Distributivity only works on generics. Above conditional type is not distributive.

``````type ToStringArray<Type> = Type extends string ? Type[] : never;
type B3 = ToStringArray<StringNumber>;
// string[]
``````

Above generic is distributive, so B3 is `ToStringArray<string> | ToStringArray<number>`, `ToStringArray<string> | never` so `string[]`.

``````type MyExclude<T, E> = T extends E ? never : T;
type C1 = MyExclude<string | number, number>;
//   string
``````

Now we can understand why `Exclude<T>` could be written with `extends`, because it is distributive.
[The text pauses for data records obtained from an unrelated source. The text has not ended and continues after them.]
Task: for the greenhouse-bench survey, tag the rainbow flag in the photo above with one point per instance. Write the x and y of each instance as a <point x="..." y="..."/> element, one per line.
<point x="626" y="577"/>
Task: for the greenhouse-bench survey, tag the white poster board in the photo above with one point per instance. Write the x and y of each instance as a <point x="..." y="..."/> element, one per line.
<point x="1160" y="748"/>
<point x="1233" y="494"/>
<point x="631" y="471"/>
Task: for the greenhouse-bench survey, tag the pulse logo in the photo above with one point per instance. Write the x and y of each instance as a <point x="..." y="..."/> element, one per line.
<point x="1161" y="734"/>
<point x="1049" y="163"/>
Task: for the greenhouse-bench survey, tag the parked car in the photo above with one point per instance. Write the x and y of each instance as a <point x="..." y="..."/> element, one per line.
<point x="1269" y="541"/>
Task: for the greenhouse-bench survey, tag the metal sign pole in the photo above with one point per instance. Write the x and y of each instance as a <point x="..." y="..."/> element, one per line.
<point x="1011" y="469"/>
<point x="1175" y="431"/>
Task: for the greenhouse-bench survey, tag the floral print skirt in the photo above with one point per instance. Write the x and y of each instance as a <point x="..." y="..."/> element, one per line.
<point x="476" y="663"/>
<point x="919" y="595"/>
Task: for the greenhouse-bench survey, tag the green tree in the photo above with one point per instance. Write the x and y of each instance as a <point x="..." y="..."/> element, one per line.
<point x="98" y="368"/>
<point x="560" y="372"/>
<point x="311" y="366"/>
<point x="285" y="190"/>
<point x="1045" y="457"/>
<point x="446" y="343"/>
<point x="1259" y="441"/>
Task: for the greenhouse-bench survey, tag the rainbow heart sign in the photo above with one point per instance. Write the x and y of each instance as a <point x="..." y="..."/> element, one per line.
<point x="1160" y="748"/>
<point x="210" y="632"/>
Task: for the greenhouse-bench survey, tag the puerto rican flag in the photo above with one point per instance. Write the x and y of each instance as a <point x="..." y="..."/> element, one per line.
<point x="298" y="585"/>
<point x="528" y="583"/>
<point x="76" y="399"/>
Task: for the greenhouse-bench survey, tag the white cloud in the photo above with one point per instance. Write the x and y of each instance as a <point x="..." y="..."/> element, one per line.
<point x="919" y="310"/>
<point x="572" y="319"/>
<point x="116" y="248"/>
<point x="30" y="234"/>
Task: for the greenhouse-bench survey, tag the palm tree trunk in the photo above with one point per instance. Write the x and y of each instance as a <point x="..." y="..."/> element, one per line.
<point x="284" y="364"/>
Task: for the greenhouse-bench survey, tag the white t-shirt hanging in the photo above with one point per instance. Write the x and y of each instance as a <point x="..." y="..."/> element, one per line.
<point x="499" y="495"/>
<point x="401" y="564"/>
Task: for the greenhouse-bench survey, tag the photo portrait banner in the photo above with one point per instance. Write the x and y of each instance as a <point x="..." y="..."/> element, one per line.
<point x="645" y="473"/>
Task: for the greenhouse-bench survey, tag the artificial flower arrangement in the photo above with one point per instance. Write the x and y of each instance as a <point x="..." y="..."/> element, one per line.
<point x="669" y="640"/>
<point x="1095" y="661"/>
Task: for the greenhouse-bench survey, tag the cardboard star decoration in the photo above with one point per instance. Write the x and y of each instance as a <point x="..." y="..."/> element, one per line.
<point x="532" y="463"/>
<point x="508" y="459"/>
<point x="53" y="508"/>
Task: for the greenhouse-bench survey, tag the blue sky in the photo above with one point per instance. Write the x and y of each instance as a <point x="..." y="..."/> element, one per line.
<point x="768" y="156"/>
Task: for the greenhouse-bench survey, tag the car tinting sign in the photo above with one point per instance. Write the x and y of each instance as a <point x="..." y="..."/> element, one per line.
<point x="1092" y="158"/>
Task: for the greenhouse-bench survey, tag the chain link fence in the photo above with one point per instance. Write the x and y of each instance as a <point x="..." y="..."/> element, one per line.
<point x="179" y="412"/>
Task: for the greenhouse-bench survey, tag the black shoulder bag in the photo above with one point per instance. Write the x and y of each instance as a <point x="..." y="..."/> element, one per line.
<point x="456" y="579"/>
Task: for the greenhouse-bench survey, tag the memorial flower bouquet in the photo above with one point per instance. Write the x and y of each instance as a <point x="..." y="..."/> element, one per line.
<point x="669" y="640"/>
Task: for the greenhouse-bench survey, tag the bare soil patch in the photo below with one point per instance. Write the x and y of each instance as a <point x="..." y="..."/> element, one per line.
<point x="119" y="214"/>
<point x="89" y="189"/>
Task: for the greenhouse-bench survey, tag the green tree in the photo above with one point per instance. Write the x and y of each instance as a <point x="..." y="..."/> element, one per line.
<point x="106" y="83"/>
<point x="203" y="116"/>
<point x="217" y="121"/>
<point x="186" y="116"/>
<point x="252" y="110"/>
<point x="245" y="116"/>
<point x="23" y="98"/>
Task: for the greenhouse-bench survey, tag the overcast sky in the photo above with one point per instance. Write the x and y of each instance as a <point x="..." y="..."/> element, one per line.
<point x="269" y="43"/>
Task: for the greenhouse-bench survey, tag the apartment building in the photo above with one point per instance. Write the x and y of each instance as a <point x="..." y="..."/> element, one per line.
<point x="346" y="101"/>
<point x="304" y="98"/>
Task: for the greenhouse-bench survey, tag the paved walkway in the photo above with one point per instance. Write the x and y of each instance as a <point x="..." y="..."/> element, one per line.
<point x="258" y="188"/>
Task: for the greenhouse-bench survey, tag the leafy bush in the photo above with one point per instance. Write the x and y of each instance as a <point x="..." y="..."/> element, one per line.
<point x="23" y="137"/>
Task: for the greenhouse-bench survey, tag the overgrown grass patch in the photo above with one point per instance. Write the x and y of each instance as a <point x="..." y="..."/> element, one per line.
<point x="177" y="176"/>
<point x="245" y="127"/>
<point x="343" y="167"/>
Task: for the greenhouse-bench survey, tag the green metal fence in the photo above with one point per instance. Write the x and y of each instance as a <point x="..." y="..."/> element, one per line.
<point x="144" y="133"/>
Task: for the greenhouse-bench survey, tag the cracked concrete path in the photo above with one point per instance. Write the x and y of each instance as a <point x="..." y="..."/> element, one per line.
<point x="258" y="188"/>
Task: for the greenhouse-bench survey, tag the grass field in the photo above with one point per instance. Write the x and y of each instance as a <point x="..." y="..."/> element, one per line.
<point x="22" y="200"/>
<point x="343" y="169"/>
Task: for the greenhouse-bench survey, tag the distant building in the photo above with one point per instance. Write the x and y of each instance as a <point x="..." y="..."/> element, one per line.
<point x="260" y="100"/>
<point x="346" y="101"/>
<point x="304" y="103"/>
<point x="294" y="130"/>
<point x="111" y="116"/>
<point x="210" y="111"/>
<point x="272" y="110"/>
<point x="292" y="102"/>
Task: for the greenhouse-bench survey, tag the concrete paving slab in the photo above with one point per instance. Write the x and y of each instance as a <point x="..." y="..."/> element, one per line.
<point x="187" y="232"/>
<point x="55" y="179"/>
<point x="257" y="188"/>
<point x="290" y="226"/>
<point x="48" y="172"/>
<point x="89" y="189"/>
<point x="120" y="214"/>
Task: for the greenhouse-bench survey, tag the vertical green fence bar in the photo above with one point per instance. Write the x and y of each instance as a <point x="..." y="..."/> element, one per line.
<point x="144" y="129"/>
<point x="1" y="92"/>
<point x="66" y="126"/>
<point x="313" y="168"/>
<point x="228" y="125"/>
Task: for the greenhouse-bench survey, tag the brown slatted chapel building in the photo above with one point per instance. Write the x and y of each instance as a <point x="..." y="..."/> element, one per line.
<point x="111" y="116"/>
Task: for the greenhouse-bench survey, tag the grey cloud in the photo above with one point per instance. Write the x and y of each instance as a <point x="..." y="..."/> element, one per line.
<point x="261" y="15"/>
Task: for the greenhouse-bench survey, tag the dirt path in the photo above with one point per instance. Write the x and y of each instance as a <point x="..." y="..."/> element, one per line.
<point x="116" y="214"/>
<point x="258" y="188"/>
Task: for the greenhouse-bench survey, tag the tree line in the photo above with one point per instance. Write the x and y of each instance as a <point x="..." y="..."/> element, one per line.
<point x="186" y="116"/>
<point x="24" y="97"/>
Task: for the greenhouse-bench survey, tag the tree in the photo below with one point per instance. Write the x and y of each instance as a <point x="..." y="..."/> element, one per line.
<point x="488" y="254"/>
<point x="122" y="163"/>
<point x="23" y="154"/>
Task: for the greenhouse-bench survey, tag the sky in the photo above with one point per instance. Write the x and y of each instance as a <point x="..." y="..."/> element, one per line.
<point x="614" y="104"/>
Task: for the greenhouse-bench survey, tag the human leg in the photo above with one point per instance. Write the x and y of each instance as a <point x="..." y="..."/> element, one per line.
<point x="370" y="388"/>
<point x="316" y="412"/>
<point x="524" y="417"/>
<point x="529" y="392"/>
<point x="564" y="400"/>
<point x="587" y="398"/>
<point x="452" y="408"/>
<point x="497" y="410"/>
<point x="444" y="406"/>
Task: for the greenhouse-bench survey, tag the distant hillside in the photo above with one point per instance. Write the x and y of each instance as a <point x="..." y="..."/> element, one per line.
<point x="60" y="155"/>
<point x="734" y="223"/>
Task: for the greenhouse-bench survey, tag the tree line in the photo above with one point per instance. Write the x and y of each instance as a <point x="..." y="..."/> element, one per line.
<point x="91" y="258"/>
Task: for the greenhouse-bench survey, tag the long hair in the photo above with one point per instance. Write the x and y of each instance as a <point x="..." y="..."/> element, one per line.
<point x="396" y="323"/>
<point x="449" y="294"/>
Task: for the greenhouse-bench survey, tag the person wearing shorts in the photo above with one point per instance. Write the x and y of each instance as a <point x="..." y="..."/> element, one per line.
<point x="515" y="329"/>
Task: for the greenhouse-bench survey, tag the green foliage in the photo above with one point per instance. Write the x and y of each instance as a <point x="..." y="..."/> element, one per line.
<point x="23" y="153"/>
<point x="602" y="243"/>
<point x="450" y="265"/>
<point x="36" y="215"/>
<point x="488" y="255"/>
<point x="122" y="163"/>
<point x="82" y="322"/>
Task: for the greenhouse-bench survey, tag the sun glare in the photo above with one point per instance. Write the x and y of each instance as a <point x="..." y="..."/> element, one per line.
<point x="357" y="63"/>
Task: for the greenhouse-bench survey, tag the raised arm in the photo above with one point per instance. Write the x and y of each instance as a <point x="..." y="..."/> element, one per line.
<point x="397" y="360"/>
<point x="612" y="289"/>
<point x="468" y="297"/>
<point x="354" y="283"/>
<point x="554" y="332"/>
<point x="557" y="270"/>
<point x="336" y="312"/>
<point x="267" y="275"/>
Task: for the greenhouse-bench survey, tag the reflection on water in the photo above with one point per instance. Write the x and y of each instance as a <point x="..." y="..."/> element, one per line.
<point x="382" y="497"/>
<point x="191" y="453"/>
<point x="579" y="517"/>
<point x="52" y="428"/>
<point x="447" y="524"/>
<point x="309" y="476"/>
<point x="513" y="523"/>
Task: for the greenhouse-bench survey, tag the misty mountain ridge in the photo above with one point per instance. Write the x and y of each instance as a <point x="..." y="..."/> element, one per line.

``````type MyExcludeReversed<T, E> = E extends T ? never : E;
type C2 = MyExcludeReversed<number, string | number>;
//   string

type MyExclude2<T, E> = T extends E ? [T, E] : never;
type C3 = MyExclude2<number | string | boolean, number | string | bigint>;
// [string, string | number | bigint] | [number, string | number | bigint]
``````

We can see only `T` is distributive, not `E`, it depends on the position in `extends` not in the generic.

What if we want to it to be distributive on E as well?, Simple, put `E` before `extends`.

``````type MyExclude3<T, E> = T extends E ? (E extends any ? [T, E] : never) : never;
type C3 = MyExclude3<number | string | boolean, number | string | bigint>;

// [string, string] |
//  [never, number] |
//  [never, bigint] |
//  [never, string] |
//  [number, number]
``````

Huh? It doesn’s seem to be result I expect, let’s change it a little bit

``````type MyExclude4<T, E> = T extends any
? E extends any
? [T, E]
: [never]
: never;
type C3 = MyExclude4<number | string | boolean, number | string | bigint>;
// [string, string]  |
//  [string, number] |
//  [string, bigint] |
//  [number, string] |
//  [number, number] |
//  [number, bigint]
``````

This is more we wanted. Ok, let’s break down the previous snippet.

``````type C3 = MyExclude3<number | string | boolean, number | string | bigint>;
``````

So for the first extends, `T` is distributed, `boolean` is filtered out, so it is identical to

``````MyExclude3<number, number | string | bigint> |
MyExclude3<string, number | string | bigint>;
``````

Then `E` is distributed, notice that `T extends E` still needs to be satisfied, so

``````  [number, number] |
[never, string]  |
[never, bigint]  |
[never, number]  |
[string, string] |
[never, bigint]  |
``````

Remove the duplicate one and we get the previous result.

Awesome, now we truely understand the distributivity.